Les critiques sont unanimes : le Da Vinci Code de Dan Brown tient une place unique dans l’histoire de l’édition.

Et ce qu’il faut bien avouer, c’est que l’Eglise catholique n’en est pas particulièrement ravie.

Après tout, l’auteur ne s’est pas contenté de rédiger un roman à clé captivant. En effet, en prenant comme point de départ un meurtre au musée du Louvre, il a tissé tout autour une histoire pleine de complots chrétiens, de tentatives menées en haut lieu d’étouffer l’affaire, d’anciennes sociétés secrètes et suggère à maintes reprises que tout cela appartient plus à de la réalité qu’à la fiction.

L’histoire écrite dans un style de roman à clés introduit le lecteur dans le monde des ordres catholiques qui existent réellement, dans des lieux saints importants qui peuvent être aisément visités et le met en présence de personnages célèbres aussi bien du passé et que du présent qui partagent tous la conviction, telle que cela est présenté, qu’il s’agit de la plus grande mystification théologique de l’histoire.
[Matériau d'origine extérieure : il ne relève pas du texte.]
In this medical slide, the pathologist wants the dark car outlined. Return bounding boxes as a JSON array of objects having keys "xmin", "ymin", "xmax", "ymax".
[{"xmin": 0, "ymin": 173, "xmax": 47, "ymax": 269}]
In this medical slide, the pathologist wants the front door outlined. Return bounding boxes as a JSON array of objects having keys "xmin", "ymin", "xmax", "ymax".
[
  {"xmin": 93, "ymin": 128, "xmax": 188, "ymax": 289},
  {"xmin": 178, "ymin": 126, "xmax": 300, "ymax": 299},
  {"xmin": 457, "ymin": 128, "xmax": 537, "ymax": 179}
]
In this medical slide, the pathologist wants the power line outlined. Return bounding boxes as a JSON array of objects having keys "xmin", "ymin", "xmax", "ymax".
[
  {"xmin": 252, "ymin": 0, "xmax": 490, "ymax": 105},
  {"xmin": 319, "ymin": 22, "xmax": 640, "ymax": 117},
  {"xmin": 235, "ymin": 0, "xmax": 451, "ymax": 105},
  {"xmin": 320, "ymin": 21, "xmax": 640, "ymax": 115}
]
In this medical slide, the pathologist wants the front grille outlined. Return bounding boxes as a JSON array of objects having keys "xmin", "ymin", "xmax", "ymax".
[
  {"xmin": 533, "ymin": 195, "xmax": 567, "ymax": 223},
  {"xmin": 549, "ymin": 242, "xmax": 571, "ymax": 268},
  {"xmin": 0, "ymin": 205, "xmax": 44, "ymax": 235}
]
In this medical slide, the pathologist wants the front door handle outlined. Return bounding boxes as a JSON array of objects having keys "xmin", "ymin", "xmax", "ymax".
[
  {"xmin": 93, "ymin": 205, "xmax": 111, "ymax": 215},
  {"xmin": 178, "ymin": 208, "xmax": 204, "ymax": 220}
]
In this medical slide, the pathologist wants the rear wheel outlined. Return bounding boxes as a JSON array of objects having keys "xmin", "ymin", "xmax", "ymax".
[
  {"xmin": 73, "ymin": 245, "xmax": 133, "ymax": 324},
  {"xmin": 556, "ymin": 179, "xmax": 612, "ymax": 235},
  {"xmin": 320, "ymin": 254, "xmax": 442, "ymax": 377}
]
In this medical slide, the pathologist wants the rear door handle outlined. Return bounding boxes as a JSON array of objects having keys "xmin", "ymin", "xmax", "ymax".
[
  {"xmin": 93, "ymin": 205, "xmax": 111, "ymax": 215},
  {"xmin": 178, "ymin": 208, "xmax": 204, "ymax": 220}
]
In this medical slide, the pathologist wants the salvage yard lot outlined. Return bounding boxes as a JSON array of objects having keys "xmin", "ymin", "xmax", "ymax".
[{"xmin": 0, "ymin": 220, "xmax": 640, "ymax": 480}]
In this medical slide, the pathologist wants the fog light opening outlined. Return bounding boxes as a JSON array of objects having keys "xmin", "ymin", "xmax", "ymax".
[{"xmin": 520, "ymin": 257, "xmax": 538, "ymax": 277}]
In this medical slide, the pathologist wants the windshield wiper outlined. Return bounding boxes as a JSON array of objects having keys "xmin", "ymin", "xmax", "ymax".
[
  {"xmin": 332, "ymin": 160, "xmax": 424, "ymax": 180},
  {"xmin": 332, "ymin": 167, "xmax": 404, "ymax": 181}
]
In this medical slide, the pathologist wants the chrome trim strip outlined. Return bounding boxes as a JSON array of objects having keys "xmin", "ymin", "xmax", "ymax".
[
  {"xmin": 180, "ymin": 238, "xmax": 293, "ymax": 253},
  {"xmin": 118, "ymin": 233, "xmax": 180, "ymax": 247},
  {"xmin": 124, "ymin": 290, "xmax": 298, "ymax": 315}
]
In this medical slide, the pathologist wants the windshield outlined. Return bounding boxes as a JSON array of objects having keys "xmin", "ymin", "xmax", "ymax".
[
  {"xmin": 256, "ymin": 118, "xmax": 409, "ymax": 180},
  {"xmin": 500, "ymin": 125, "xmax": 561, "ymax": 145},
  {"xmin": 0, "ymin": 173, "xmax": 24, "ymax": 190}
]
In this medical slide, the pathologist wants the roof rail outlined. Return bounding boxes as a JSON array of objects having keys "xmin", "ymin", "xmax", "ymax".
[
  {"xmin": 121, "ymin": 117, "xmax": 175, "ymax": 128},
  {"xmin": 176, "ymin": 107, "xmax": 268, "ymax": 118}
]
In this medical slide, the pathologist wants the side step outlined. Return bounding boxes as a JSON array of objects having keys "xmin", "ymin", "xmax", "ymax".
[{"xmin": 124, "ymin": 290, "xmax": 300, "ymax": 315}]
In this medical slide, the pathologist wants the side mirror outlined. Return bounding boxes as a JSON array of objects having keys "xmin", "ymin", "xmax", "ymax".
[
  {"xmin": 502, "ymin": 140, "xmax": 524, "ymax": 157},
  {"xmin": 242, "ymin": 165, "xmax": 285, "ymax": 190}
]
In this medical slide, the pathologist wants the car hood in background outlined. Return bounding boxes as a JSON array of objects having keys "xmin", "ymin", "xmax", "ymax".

“Presque tout ce que nos ancêtres nous ont enseigné au sujet du Christ est faux”, se lamente un des personnages de Dan Brown. Un de ses héros affirme même : “la foi est fondée sur une mystification. ”

Mêlant réalité et fiction dans un mélange inflammable qui laisse les lecteurs incapables d’en discerner la frontière, Brown nous incite à croire, avec plus d’un clin d’œil à l’appui, que des millions de pieux Chrétiens ont été les victimes d’un incroyable canular et que l’on ne leur a jamais dit la vérité au sujet du Saint Graal.

Pendant des siècles, on leur a enseigné que le Saint Graal est la coupe dans laquelle Jésus a bu lors de la Cène. Mais pour Robert Langdon, personnage principal du livre, critique d’art omniscient et alter ego de Dan Brown, ce n’est pas vrai.

Langdon, en des termes didactiques qui font apparemment écho à la conviction intime de l’auteur, nous affirme : “Le Graal symbolise la déesse perdue. Lorsque le Christianisme commença à se développer, les anciennes religions païennes ne s’éteignirent pas si aisément. Les légendes au sujet de la quête du Saint Graal menée par des chevaliers n’étaient en fait que des histoires interdites narrant la recherche de la féminité sacrée perdue. Les chevaliers qui prétendaient ‘être à la poursuite du calice’ utilisaient un langage codé afin de se protéger de l’Eglise qui avait assujetti les femmes, banni la Déesse, brûlé les non-croyants et interdit le culte païen de la féminité sacrée. ” (Le Da Vinci Code)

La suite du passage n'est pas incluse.